- The paper presents a lightweight drowsiness detection model that compresses a heavy baseline into a 100KB solution for Android systems.
- It employs a Multilayer Perceptron with facial landmark analysis extracted from video frames to achieve an accuracy rate of approximately 81%.
- The study highlights real-time performance and reduced computational demands, facilitating practical integration into cost-effective embedded applications.
Real-time Driver Drowsiness Detection Utilizing Lightweight Deep Learning Models on Android Systems
This paper presents a method for real-time driver drowsiness detection using deep neural network techniques suitable for deployment within Android applications. The authors propose a solution aimed at enhancing the accessibility and practicality of drowsiness detection systems, which are traditionally limited by hardware requirements and are often available only in luxury vehicles. The paper leverages advancements in deep learning and mobile technology to provide a system that is broadly applicable, cost-effective, and able to mitigate one of the leading causes of road accidents globally.
Methodology Overview
The research utilizes a Multilayer Perceptron (MLP) classifier to detect facial landmarks and assess driver drowsiness. The core innovation within this paper is the compression of a heavyweight baseline model into a lightweight architecture. This enables seamless integration into Android systems, which typically face limitations in computational power and storage capacity. The model achieves an accuracy rate of approximately 81%, demonstrating sufficient efficacy for practical applications.

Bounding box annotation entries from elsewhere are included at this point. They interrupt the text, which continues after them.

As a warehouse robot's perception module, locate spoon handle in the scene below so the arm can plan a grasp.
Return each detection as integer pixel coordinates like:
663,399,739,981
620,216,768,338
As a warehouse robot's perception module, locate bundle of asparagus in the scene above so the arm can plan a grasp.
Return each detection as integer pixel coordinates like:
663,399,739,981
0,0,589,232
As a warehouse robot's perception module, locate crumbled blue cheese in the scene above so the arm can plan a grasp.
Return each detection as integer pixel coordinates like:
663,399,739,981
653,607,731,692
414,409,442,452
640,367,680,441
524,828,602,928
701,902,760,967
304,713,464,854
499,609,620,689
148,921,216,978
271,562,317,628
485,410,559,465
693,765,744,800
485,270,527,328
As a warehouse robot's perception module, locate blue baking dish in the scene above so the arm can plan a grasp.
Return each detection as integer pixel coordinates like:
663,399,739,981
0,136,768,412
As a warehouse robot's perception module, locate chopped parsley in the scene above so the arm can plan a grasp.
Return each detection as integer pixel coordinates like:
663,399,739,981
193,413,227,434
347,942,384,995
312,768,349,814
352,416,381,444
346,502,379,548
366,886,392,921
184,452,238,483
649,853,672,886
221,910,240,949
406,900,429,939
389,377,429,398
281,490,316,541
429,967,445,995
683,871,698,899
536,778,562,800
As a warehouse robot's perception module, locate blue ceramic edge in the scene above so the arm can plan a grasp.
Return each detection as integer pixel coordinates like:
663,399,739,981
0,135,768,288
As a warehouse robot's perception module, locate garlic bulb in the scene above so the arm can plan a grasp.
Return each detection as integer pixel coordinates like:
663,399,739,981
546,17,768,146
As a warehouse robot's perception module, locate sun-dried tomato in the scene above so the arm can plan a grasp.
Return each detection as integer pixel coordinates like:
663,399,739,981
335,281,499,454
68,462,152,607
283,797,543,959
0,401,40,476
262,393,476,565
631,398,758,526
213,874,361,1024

The system is based on five consecutive stages, beginning with video extraction from the NTHU Driver Drowsiness Detection Dataset. Images are then generated from video frames, followed by facial landmark detection using the Dlib library. Model training is conducted with these landmarks to create a predictive system which identifies driver drowsiness through real-time analysis. The trained model is ultimately applied within an Android framework, ensuring responsiveness by alerting drivers both visually and audibly.
Data and Computational Findings
The experimental analysis incorporates 200 videos from the NTHU dataset, encompassing diverse driving scenarios with varying lighting conditions and eyewear. The accuracy rates were highest in scenarios without sunglasses, highlighting limitations in facial landmark detection under obstructed view conditions. Computational testing on conventional hardware further confirmed the model's efficiency, achieving execution times of 43 milliseconds with GTX 1080, characterizing an optimal blend of precision and computational speed.
Implications and Future Work
The lightweight model proposed is notably advantageous for embedded systems and represents a significant reduction in model size compared to conventional CNN-based models, which often require hundreds of megabytes of storage. The proposed solution occupies only 100 KB making it feasible for integration into large-scale production environments and mobile applications, thereby enhancing the practicality of driver-monitoring systems.
A future direction for this research could encompass further refinement for performance improvement by addressing distractions and yawning detection alongside current fatigue metrics. Enhancing model robustness under conditions of varying lighting and eyewear would also be beneficial for broadening application capabilities and improving accuracy rates.
While this paper contributes valuable insights into the deployment of deep learning models on mobile systems for driver safety, ongoing research is warranted to further reduce computational requirements and to increase detection precision, ensuring greater applicability across automotive platforms and widespread adoption.
The results herein are supported by funding from the Qatar National Research Fund, underscoring the potential regional and international impact of this paper in advancing public safety through innovative technological solutions.